Raggiunsero le truppe del Nord il secondo giorno, proprio mentre il sole stava tramontando ed erano intenti a preparare il campo per la notte.

“Chi va là- oh, siete voi, mia Signora”, disse la guardia a cui si stavano avvicinando. “Il Re avrebbe voluto vederti non appena fossi ritornata”.

“Era quello che volevo fare anche io”, rispose Brienne. “Si trova nella tenda della Mappa?”

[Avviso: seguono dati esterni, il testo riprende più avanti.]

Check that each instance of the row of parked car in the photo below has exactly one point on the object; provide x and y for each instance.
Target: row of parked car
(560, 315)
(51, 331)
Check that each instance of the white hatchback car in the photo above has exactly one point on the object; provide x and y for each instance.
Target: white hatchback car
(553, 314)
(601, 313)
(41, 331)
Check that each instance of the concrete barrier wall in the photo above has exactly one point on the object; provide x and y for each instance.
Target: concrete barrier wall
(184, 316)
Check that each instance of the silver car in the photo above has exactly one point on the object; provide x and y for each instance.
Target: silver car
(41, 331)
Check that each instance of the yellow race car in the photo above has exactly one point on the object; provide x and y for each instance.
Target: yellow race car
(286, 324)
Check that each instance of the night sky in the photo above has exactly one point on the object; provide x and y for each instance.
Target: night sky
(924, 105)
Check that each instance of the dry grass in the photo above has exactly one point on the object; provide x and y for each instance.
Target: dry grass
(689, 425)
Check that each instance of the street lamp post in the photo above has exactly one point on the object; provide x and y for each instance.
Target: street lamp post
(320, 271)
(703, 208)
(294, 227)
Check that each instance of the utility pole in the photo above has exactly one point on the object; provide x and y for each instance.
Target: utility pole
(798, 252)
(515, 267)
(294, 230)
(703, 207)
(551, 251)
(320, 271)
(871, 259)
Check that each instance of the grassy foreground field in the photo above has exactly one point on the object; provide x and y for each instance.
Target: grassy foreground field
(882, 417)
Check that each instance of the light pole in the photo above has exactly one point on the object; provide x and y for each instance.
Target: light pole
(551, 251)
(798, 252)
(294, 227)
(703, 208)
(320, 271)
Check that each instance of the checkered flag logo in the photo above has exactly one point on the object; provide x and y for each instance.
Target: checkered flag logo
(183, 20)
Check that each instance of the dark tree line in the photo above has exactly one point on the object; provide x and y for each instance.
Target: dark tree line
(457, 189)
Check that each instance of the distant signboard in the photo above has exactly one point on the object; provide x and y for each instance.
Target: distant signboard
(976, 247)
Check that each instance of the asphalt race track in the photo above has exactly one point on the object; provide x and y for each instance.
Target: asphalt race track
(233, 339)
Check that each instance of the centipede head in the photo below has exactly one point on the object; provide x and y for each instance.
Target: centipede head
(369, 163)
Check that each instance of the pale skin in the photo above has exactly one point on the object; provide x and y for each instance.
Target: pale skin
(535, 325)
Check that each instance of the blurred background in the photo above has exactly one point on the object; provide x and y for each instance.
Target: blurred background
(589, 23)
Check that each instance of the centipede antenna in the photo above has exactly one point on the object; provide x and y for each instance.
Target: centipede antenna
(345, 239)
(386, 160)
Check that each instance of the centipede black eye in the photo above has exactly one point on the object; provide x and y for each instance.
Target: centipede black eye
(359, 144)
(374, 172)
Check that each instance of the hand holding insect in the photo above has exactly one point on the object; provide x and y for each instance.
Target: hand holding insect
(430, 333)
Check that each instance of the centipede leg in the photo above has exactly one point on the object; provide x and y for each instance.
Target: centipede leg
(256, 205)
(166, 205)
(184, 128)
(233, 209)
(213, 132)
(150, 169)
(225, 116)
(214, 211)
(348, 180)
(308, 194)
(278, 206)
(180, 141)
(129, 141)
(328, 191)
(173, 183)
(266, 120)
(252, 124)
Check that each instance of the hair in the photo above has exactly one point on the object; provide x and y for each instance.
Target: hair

“Si, mia Signora”. Lo sguardo della guardia scattò verso Jaime, restringendosi prima di passare a Podrick ed annuire verso di lui.

Brienne li condusse nella parte Dothraki dell’accampamento, lasciando proprio a questi ultimi i loro cavalli.

“Pod, assicurati che sia stata piantata una tenda per noi e porta lì le nostre cose”, ordinò al suo scudiero. “Dovrebbe essere fissata qui intorno… da qualche parte”.

Usò la sua altezza elevata per individuare il carro con le loro provviste.

“Da quella parte, vicino agli Immacolati, credo”, disse, e poi si allontanò, aspettandosi chiaramente che Jaime la seguisse. Divertito, lui semplicemente rimase fermo dov’era e aspettò finché lei non si fermò per guardare impazientemente indietro, verso di lui.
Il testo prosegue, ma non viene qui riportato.